La mine de Kamoa-Kakula, en République démocratique du Congo, produit actuellement 1 600 tonnes d’acide sulfurique par jour, dans un contexte de forte hausse des prix sur le Copperbelt. L’acide, vendu entre 470 et 500 USD la tonne, est devenu un intrant essentiel pour le traitement des minerais oxydés de cuivre dans la région.
Cette production intervient alors que les opérateurs miniers font face à une pression sur l’approvisionnement. Selon Robert Friedland, président fondateur d’Ivanhoe Mines, la hausse récente des prix s’explique par la rareté du soufre importé, notamment via le détroit d’Hormuz, par lequel transite une grande partie des volumes destinés au Copperbelt. Cette contrainte logistique renchérit le coût de production pour les mines dépendantes de l’acide sulfurique dans leurs procédés de lixiviation.

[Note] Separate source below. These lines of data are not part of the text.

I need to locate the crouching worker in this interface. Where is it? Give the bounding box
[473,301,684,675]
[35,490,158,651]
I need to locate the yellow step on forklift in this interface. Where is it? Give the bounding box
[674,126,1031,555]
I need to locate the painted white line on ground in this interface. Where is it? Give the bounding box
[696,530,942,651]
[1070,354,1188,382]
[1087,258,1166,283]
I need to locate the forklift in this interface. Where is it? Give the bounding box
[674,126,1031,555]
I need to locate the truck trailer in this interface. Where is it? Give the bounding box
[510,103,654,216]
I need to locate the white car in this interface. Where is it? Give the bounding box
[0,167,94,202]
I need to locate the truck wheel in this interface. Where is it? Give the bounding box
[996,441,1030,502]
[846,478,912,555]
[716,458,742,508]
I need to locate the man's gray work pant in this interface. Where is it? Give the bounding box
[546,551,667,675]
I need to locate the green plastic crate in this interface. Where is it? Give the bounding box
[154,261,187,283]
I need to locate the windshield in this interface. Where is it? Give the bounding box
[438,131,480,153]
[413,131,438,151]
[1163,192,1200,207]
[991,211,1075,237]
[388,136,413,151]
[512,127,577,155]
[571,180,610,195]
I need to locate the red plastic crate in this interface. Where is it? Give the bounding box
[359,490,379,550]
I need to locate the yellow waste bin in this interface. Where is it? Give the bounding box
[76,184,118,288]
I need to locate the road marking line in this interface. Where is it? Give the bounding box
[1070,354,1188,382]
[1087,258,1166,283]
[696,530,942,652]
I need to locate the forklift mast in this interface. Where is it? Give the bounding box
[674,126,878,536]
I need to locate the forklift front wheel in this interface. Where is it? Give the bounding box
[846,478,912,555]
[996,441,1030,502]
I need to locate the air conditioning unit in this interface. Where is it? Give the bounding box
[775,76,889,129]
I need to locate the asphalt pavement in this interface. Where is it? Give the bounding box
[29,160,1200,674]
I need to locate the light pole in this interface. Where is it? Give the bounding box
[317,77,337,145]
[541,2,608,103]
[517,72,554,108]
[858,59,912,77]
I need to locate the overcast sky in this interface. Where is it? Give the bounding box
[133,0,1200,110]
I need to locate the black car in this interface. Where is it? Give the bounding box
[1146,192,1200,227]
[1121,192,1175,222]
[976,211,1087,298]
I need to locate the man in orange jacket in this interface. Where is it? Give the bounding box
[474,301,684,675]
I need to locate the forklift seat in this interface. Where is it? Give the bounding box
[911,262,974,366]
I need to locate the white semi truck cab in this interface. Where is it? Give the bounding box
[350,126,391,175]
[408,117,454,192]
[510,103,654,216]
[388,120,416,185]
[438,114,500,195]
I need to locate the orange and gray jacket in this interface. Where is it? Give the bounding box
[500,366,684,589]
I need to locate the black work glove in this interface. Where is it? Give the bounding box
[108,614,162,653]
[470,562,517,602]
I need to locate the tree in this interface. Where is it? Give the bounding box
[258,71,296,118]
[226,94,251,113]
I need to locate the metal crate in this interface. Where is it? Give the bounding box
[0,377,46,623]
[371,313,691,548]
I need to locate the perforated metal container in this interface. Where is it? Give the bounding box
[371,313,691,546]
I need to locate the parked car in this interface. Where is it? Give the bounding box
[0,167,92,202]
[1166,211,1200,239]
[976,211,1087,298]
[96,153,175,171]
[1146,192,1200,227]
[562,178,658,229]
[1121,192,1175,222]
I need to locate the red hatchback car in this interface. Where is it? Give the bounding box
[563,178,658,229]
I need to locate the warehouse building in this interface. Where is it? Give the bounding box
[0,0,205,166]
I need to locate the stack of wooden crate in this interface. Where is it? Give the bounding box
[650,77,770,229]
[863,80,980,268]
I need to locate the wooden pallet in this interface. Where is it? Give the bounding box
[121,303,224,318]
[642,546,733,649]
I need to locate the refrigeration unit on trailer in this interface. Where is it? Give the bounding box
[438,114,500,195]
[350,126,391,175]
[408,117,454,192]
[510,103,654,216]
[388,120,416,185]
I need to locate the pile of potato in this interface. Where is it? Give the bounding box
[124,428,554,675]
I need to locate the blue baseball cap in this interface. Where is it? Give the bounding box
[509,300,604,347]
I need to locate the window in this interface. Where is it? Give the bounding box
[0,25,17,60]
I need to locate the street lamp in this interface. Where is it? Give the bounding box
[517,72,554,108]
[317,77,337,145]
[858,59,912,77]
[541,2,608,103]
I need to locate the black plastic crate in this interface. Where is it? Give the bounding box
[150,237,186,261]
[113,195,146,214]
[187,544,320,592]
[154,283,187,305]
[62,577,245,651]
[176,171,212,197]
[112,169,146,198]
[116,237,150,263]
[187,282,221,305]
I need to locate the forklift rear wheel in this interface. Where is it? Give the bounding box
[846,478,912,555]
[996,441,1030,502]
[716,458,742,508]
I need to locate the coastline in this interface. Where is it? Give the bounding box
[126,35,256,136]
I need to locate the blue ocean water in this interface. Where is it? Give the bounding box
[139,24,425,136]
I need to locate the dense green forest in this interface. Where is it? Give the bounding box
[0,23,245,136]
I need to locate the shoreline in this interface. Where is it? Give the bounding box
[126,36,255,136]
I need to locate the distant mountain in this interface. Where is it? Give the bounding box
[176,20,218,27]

Kamoa-Kakula présente une configuration particulière. Le gisement exploité repose sur du cuivre sulfuré, qui ne nécessite pas d’acide dans son traitement. Cette spécificité permet à l’entreprise de produire et de commercialiser cet intrant sans en dépendre directement, renforçant ainsi sa position sur le marché régional. Elle devient un fournisseur pour les exploitations voisines, exposées à la volatilité des prix.

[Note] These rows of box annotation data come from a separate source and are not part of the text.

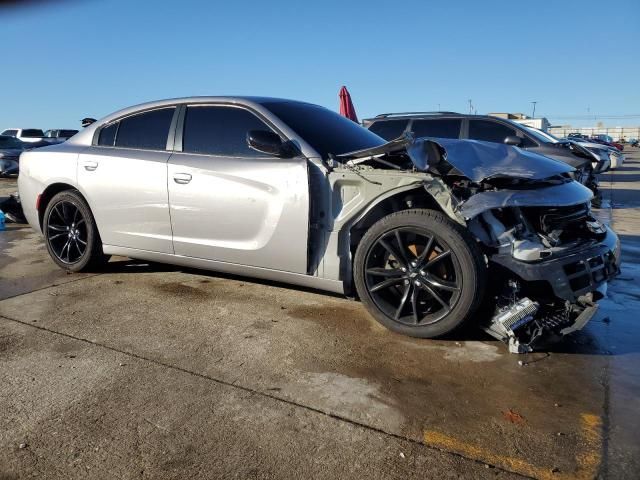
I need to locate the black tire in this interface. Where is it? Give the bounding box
[42,190,109,272]
[353,209,487,338]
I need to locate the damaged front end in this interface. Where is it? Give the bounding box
[424,137,620,353]
[468,199,620,353]
[340,135,620,353]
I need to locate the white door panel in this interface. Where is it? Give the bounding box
[168,152,309,273]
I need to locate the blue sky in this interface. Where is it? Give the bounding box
[0,0,640,128]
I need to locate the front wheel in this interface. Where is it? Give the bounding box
[42,190,108,272]
[354,209,487,338]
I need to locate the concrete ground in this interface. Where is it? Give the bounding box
[0,149,640,479]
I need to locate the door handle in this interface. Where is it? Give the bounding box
[173,173,191,185]
[83,160,98,172]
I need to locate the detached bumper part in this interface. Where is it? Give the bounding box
[485,298,540,353]
[484,229,620,353]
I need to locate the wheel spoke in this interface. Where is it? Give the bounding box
[422,283,451,312]
[423,275,460,292]
[60,239,71,262]
[367,268,405,277]
[411,287,420,325]
[369,277,403,293]
[53,204,67,224]
[424,250,451,269]
[378,238,407,268]
[394,284,411,320]
[394,230,409,265]
[49,232,69,240]
[418,237,433,265]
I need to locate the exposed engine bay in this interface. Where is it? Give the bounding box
[336,134,620,353]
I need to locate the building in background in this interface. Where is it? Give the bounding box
[488,113,551,132]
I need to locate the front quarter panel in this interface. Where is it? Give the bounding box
[18,144,86,233]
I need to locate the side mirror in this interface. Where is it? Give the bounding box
[247,130,293,157]
[504,135,522,147]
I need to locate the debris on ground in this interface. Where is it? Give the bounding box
[502,408,524,423]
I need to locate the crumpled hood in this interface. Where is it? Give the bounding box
[407,138,574,182]
[336,132,575,182]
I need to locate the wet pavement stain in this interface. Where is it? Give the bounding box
[156,282,211,301]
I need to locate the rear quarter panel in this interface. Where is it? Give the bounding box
[18,144,86,233]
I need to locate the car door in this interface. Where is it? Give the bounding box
[78,106,176,253]
[168,104,309,273]
[469,119,522,143]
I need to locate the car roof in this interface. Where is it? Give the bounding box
[362,112,521,125]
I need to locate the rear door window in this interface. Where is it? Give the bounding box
[411,118,462,138]
[369,119,409,140]
[469,120,516,143]
[21,128,44,138]
[182,105,271,157]
[98,122,120,147]
[114,107,175,150]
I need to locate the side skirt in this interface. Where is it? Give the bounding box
[102,245,344,294]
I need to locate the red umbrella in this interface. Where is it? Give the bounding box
[338,87,358,123]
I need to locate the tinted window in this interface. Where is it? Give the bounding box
[98,123,119,147]
[263,102,386,158]
[58,130,78,138]
[0,136,23,148]
[182,107,271,157]
[411,118,462,138]
[116,107,175,150]
[21,128,44,138]
[369,120,409,140]
[469,120,516,143]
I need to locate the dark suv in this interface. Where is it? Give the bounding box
[363,112,601,204]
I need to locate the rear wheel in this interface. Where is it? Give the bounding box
[354,210,486,338]
[43,190,109,272]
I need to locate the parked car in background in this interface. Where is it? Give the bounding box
[567,133,589,140]
[0,128,44,142]
[44,129,78,141]
[18,97,620,352]
[0,135,25,177]
[589,135,624,151]
[571,138,625,173]
[363,112,601,205]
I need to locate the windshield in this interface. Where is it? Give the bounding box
[0,136,22,149]
[524,126,559,143]
[263,102,386,158]
[22,128,44,138]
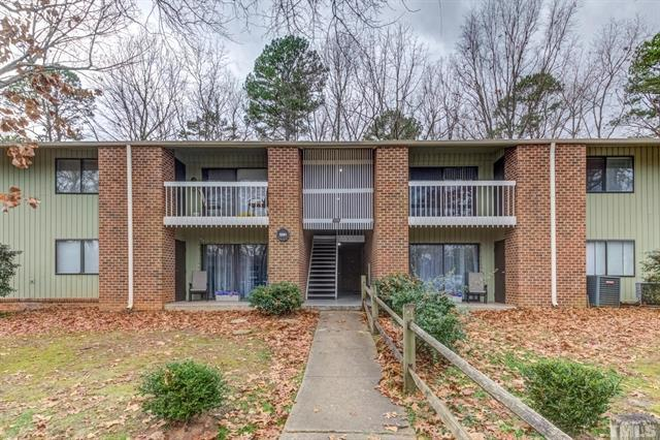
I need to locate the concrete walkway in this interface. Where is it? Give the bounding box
[280,311,415,440]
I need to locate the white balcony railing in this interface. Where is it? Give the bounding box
[164,182,268,226]
[408,180,516,226]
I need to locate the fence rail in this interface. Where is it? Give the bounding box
[362,276,571,440]
[164,182,268,226]
[408,180,516,226]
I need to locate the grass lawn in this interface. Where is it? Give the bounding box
[0,309,317,439]
[379,308,660,439]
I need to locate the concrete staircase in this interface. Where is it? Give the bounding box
[307,235,337,299]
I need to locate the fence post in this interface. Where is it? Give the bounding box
[371,285,378,335]
[403,304,416,393]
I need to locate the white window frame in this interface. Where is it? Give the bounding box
[55,238,99,275]
[586,240,636,278]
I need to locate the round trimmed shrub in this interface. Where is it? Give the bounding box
[249,281,303,315]
[522,359,621,435]
[415,292,465,350]
[375,274,465,350]
[374,274,424,308]
[138,360,227,422]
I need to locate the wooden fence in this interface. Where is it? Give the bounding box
[362,276,571,440]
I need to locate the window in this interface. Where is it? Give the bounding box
[55,240,99,275]
[587,157,634,193]
[55,159,99,194]
[410,244,479,295]
[587,240,635,277]
[202,244,268,298]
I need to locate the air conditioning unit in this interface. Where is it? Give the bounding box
[587,275,621,307]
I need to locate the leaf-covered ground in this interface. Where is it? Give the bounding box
[0,309,317,439]
[379,308,660,439]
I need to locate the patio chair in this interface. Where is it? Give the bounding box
[465,272,488,304]
[188,270,208,301]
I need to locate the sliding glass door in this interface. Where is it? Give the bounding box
[410,244,479,296]
[202,244,268,298]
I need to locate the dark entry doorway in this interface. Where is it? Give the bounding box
[495,240,506,303]
[337,243,363,297]
[174,240,186,301]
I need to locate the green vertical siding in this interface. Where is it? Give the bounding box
[176,227,268,285]
[0,148,98,299]
[408,148,504,180]
[175,148,268,180]
[410,227,505,302]
[587,146,660,301]
[409,148,504,301]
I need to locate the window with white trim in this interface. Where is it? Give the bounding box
[587,240,635,277]
[55,240,99,275]
[55,159,99,194]
[587,156,635,193]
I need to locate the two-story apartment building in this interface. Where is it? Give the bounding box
[0,140,660,309]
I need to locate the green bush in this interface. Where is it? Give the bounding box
[375,275,465,349]
[641,250,660,305]
[522,359,620,435]
[249,282,303,315]
[138,360,227,422]
[374,274,424,308]
[415,292,465,350]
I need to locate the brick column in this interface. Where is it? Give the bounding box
[505,144,586,307]
[371,147,410,278]
[99,147,175,310]
[268,147,308,294]
[555,144,587,307]
[98,147,128,310]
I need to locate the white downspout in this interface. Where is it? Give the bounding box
[550,142,559,307]
[126,144,133,310]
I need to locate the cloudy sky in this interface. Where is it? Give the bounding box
[218,0,660,78]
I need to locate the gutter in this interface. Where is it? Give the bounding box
[7,138,660,150]
[550,142,559,307]
[126,144,133,310]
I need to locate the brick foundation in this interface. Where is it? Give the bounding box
[505,144,586,307]
[368,147,410,278]
[268,147,308,294]
[99,147,175,310]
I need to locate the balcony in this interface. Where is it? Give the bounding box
[408,180,516,227]
[164,182,268,226]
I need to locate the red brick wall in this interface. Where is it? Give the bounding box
[98,147,128,310]
[268,147,308,294]
[505,144,586,307]
[371,147,410,278]
[555,144,587,307]
[99,147,174,310]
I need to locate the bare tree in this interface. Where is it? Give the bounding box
[97,33,186,140]
[455,0,577,138]
[583,19,645,138]
[179,45,247,140]
[414,63,463,140]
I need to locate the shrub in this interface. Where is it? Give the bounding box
[249,282,303,315]
[522,359,620,435]
[376,275,465,349]
[641,250,660,305]
[138,360,227,422]
[0,243,21,298]
[374,274,424,308]
[415,293,465,350]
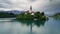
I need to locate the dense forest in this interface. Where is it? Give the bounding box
[0,12,16,18]
[16,12,48,20]
[53,13,60,19]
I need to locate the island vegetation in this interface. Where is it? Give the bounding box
[16,12,48,20]
[0,12,16,18]
[53,13,60,19]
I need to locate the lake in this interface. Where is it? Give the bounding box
[0,18,60,34]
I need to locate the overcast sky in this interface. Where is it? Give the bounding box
[0,0,60,12]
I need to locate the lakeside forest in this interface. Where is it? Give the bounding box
[0,12,60,20]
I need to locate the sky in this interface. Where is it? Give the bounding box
[0,0,60,13]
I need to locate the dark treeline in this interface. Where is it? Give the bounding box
[0,12,16,18]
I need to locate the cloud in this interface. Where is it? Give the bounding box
[0,0,60,11]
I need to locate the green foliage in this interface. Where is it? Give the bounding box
[0,12,16,18]
[53,13,60,19]
[16,12,46,20]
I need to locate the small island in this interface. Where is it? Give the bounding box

Une contrainte logistique qui pèse sur la production régionale
Les acteurs du secteur soulignent que toute perturbation dans l’approvisionnement en soufre pourrait accentuer les tensions sur le marché de l’acide sulfurique. Dans un environnement où la logistique reste dépendante de corridors maritimes sensibles, les variations de prix peuvent affecter directement la rentabilité des mines de cuivre oxydé.

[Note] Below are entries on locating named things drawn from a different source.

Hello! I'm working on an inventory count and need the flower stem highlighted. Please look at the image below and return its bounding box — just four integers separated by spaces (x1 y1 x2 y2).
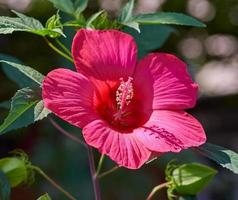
55 39 71 56
49 118 87 147
44 37 74 63
95 154 105 176
98 166 120 178
31 166 77 200
146 182 170 200
87 146 101 200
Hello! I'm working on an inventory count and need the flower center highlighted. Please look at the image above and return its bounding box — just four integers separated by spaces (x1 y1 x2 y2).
116 77 134 111
96 77 147 133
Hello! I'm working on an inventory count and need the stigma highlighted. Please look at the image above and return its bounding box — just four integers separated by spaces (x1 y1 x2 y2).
116 77 134 110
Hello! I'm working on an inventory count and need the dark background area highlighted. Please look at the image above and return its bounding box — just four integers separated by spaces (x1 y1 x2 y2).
0 0 238 200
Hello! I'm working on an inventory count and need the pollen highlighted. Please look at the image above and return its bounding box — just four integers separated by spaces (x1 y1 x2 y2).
116 77 134 110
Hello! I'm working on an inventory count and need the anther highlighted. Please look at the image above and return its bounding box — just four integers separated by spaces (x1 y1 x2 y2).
116 77 134 110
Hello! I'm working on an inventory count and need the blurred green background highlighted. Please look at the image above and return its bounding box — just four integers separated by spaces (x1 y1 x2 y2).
0 0 238 200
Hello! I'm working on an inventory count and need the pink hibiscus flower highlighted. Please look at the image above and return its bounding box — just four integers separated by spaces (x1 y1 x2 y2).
43 29 206 169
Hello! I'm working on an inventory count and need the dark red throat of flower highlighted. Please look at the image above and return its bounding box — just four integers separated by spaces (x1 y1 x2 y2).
97 77 146 133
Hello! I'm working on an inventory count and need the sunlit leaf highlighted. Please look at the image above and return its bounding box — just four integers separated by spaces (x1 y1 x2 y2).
0 54 40 88
74 0 88 15
119 0 135 24
0 60 44 86
134 12 206 27
0 10 64 36
0 88 50 134
49 0 74 14
197 143 238 174
0 157 27 187
86 10 105 29
123 25 176 58
171 163 217 195
0 170 11 200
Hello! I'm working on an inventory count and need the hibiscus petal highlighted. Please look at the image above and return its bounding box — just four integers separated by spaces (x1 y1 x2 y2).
72 29 137 81
42 69 97 128
134 53 198 110
134 110 206 152
83 120 151 169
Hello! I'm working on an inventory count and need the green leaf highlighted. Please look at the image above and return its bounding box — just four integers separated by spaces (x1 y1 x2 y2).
178 195 197 200
133 12 206 27
44 12 66 38
74 0 88 16
37 193 51 200
118 0 135 24
123 24 176 58
90 11 121 30
86 10 105 29
0 10 64 36
123 22 141 33
0 60 44 86
0 157 27 187
0 54 39 88
196 143 238 174
171 163 217 195
49 0 74 15
0 88 50 135
0 11 44 34
0 170 11 200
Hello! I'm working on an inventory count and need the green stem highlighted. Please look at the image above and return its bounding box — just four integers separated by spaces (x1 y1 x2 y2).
44 37 74 63
95 154 105 176
55 39 71 56
31 166 77 200
146 182 170 200
98 166 120 178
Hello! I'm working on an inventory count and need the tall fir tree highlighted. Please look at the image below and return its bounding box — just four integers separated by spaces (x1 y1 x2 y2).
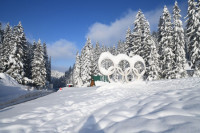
16 22 30 81
31 40 46 87
173 1 186 78
5 23 26 84
93 42 101 75
73 52 82 86
191 0 200 77
124 28 132 56
159 6 175 79
186 0 198 62
43 43 50 82
47 57 51 83
0 22 4 73
1 23 14 72
81 38 94 84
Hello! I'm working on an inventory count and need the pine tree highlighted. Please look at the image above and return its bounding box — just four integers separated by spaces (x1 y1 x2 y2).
93 42 101 75
190 0 200 77
31 40 46 87
159 6 175 79
143 36 160 80
140 19 159 80
173 1 186 78
186 0 198 62
125 28 132 56
1 23 14 72
0 23 4 73
81 38 94 84
73 52 82 86
47 57 51 83
43 43 50 82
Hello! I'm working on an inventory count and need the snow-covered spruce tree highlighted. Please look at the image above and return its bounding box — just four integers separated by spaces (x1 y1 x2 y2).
81 38 94 84
173 1 186 78
1 23 14 72
0 23 4 73
25 42 35 79
31 40 46 87
191 0 200 77
186 0 198 62
4 22 26 84
73 52 82 86
93 42 101 75
159 6 175 79
124 28 132 56
117 40 125 54
47 57 51 83
43 43 50 82
143 35 160 81
140 20 159 80
16 22 30 84
129 10 146 56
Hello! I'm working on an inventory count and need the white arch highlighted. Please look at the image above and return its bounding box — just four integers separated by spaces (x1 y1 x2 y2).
98 52 145 82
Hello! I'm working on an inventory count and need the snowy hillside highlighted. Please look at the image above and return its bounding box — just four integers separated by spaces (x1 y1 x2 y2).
51 70 64 79
0 78 200 133
0 73 51 109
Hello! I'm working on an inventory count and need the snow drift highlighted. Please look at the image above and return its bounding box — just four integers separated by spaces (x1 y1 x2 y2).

Cette situation met en évidence un enjeu plus large pour le Copperbelt, où la disponibilité de cet intrant conditionne en partie le niveau de production. Les analystes évoquent la nécessité de diversifier les sources d’approvisionnement et de sécuriser les chaînes logistiques afin de limiter l’exposition aux chocs externes.
Dans ce contexte, Kamoa-Kakula renforce son rôle dans l’écosystème minier régional, en combinant production de cuivre et fourniture d’intrants stratégiques, dans un marché marqué par une volatilité accrue.